Talking about his rendezvous with great maestros like Kishori Amonkar and Bismillah Khan, he says, “Kishori once told me jab yeh thode gine chune log chale jaenge tab shastritya sangeet ka kya hoga? And it makes me think; rather it makes me sad when I think about the state of classical music in our country today.”
“Similarly, Ustad Bismillah Khan once told me, waah waah karne waale bahaut hain par, aah! Karne wala koi nahi. Which is in a way true as in today's times, people do not understand classical music.” He says that best of world's heritage is being lost in India.  

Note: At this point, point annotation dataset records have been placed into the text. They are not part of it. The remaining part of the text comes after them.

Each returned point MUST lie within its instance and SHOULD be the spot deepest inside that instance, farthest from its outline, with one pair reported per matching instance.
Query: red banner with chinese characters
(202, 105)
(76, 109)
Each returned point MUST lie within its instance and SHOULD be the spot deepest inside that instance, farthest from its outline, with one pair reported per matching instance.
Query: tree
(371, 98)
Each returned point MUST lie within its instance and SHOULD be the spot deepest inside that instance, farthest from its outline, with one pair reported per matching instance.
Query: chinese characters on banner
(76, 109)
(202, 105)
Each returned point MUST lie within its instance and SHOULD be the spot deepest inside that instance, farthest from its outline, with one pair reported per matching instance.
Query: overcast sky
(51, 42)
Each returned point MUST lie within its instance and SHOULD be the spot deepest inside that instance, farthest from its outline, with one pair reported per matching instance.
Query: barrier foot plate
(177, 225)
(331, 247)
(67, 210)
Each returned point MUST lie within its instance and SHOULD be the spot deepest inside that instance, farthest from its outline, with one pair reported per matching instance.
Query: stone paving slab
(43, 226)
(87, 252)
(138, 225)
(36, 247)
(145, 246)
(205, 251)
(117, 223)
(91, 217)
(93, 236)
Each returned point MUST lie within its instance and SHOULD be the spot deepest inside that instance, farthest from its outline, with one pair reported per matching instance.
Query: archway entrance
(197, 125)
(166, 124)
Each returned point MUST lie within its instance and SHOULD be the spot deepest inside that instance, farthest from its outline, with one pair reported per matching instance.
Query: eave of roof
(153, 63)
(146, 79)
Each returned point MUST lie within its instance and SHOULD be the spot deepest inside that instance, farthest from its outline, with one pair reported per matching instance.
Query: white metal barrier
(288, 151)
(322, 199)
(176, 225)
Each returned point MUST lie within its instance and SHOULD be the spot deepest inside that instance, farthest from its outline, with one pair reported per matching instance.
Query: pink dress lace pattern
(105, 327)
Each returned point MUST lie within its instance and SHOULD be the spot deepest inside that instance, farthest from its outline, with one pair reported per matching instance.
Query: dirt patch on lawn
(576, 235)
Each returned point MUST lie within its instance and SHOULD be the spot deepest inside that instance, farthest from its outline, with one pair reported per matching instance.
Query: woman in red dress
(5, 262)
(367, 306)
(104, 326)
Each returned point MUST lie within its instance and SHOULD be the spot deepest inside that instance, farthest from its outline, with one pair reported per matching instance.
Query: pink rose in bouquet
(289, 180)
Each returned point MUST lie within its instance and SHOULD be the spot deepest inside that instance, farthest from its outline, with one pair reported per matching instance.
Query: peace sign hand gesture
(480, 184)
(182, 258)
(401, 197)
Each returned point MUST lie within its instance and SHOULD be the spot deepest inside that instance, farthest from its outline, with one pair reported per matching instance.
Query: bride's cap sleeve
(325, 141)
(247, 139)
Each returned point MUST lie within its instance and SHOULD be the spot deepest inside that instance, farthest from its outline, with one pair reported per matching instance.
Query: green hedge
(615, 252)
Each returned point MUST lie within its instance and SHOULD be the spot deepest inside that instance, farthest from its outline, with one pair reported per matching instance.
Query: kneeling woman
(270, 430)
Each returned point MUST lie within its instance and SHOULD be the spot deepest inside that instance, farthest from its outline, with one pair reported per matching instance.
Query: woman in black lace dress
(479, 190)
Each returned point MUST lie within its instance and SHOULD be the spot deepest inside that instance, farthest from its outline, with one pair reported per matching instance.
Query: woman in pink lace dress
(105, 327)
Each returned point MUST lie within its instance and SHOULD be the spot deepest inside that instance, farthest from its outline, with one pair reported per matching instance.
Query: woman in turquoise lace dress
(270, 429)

When asked about his tryst with classical music, he says, “During the late sixties, as students of IIT, Kharagpur, many of us were into western music and everything that is western. Later, while doing my PhD at Columbia University in New York in the early seventies, I came across a small advertisement about an upcoming concert by Ustad Nasir Aminuddin Dagar and Ustad Zia Fariduddin Dagar at the Brooklyn Academy of Music, New York. A group of us said Chalo dekhen.” He says none of them knew what dhrupad was or who the Dagars were.
“I went into the concert walking on the ground but came out walking an inch above it. A seed that was planted during my IIT days has emerged as a wondrous plant now,” he says. It's just my wish to see classical music reach new heights and see it grow, he concludes.